Thymulin is a thymic peptide important for the maturation and differentiation of immature thymocytes, which have been found to be depressed in patients with low-level CD4(+) cell recovery despite viral control. Substance use is associated with faster progression of HIV disease, which has been ascribed to poor adherence to antiretroviral medication. Recent findings of an association between cocaine use and decline in CD4(+) cell counts independent of antiretroviral adherence indicate alternative mechanisms for disease progression. We evaluated the relationship between thymulin activity, CD4(+) and CD8(+) cell counts and the CD4(+)/CD8(+) ratio, and the covariate effects of substance use cross-sectionally in 80 HIV(+) active substance users and over 12 months in 40 participants. Thymulin activity was analyzed in plasma using a modification of the sheep rosette bioassay. Thymulin activity was negatively associated with cocaine use (β = -0.908,95% CI: -1.704, -0.112; p = 0.026). Compared to those who do not use cocaine, cocaine users were 37% less likely to have detectable thymulin activity (RR = 0.634, 95% CI: 0.406, 0.989 p = 0.045) and were 75 times more likely to show a decrease in thymulin activity (OR = 74.7, 95% CI: 1.59, 3519.74; p = 0.028) over time. CD4(+) cell count was positively associated with thymulin activity (β = 0.127, 95% CI: 0.048,0.205; p = 0.002), detectable thymulin activity was 2.32 times more likely in those with a CD4 cell count ≥200 cells/μl (RR = 2.324, 95% CI: 1.196, 4.513, p = 0.013), and those with an increase in CD4 cell counts were more likely to show an increase in thymulin activity (OR = 1.02, 95% CI: 1.00, 1.034; p = 0.041) over time. Thymulin activity is predictive of HIV disease progression and is depressed in cocaine users independent of antiretroviral treatment (ART) and HIV viral load. Understanding the mechanisms for accelerated HIV disease progression provides opportunities to find alternative strategies to counteract immunosuppression.
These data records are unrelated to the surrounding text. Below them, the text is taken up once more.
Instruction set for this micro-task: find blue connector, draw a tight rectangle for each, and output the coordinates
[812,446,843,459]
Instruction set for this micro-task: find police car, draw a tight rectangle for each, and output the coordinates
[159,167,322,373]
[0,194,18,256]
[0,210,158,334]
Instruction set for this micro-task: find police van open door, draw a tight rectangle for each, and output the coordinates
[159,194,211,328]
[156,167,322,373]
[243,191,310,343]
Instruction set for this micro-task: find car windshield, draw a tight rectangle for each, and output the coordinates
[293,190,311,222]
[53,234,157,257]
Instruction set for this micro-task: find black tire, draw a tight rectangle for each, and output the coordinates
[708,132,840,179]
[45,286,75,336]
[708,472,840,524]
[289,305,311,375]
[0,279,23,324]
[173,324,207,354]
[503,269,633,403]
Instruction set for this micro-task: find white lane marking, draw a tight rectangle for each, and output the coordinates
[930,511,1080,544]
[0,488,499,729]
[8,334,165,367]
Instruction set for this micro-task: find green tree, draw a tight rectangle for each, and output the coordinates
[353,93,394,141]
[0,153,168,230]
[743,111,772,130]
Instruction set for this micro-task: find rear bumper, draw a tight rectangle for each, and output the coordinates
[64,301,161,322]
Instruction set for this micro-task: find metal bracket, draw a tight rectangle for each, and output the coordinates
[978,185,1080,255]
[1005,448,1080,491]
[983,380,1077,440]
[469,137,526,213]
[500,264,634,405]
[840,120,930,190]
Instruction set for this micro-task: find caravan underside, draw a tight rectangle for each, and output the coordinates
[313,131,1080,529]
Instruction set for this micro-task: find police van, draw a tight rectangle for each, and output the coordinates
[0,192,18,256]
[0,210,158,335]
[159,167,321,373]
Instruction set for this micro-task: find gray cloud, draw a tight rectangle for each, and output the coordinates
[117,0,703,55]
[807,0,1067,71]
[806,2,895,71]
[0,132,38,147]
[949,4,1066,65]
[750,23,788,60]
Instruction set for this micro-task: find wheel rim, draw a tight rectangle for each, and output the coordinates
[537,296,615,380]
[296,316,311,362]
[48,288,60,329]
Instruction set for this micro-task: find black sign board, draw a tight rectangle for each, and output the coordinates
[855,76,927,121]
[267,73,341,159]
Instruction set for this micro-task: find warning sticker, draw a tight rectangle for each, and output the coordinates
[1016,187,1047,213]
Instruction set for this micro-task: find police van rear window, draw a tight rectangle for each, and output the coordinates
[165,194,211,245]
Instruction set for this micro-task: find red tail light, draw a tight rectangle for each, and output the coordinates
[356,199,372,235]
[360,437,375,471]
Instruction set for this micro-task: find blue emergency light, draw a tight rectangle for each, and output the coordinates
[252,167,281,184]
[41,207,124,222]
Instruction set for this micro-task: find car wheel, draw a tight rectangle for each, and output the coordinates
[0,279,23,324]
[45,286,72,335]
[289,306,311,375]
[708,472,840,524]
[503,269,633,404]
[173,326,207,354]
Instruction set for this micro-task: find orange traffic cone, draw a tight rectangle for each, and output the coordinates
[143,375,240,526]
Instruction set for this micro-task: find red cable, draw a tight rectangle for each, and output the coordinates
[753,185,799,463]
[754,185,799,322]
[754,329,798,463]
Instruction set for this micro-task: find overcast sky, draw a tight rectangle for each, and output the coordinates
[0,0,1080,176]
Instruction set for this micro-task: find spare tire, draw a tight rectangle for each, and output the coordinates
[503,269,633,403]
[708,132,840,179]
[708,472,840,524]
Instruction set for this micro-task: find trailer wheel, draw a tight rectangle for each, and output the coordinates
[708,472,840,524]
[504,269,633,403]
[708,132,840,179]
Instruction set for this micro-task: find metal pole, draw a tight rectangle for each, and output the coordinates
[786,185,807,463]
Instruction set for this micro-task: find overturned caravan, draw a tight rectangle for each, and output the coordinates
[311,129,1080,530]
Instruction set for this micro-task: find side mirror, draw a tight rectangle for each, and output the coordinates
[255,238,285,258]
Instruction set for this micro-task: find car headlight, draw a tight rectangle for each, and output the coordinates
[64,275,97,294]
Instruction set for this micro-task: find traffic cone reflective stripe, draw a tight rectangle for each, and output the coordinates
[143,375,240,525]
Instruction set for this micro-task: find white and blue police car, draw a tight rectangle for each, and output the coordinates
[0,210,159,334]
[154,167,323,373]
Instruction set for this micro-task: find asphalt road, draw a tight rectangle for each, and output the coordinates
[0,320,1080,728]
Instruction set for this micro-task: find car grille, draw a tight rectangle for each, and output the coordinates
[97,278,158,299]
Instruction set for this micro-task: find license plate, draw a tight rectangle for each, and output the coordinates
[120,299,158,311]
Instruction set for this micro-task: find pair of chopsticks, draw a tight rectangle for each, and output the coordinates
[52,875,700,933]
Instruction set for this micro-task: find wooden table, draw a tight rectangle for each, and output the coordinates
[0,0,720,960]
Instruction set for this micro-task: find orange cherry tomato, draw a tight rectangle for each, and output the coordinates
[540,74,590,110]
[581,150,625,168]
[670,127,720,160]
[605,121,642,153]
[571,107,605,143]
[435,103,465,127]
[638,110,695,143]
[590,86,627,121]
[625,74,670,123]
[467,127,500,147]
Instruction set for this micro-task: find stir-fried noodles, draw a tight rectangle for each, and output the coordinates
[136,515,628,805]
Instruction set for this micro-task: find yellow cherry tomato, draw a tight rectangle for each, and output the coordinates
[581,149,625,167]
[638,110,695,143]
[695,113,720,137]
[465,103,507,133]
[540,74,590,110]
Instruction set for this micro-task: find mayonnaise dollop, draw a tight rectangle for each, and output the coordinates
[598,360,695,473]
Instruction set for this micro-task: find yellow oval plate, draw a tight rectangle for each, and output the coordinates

胸腺素是一种对未成熟胸腺细胞的成熟和分化很重要的胸腺肽,已发现在病毒得到控制但CD4(+)细胞恢复水平低的患者中其水平会降低。物质使用与HIV疾病进展加快有关,这归因于对抗逆转录病毒药物的依从性差。最近关于使用可卡因与CD4(+)细胞计数下降之间存在关联的发现表明,疾病进展存在其他机制,且这种关联与抗逆转录病毒治疗的依从性无关。我们对80名HIV阳性的现用物质者进行了横断面研究,对40名参与者进行了为期12个月的研究,以评估胸腺素活性、CD4(+)和CD8(+)细胞计数以及CD4(+)/CD8(+)比值之间的关系,以及物质使用的协变量效应。使用改良的绵羊红细胞花环生物测定法分析血浆中的胸腺素活性。胸腺素活性与可卡因使用呈负相关(β = -0.908,95%可信区间:-1.704,-0.112;p = 0.026)。与不使用可卡因的人相比,使用可卡因的人胸腺素活性可检测到的可能性低37%(相对危险度 = 0.634,95%可信区间:0.406,0.989;p = 0.045),且随着时间推移,胸腺素活性下降的可能性高75倍(比值比 = 74.7,95%可信区间:1.59,3519.74;p = 0.028)。CD4(+)细胞计数与胸腺素活性呈正相关(β = 0.127,95%可信区间:0.048,0.205;p = 0.002),CD4细胞计数≥200个/μl的人胸腺素活性可检测到的可能性高2.32倍(相对危险度 = 2.324,95%可信区间:1.196,4.513;p = 0.013),且随着时间推移,CD4细胞计数增加的人胸腺素活性增加的可能性更大(比值比 = 1.02,95%可信区间:1.00,1.034;p = 0.041)。胸腺素活性可预测HIV疾病进展,且在可卡因使用者中会降低,这与抗逆转录病毒治疗(ART)和HIV病毒载量无关。了解HIV疾病加速进展的机制为寻找对抗免疫抑制的替代策略提供了机会。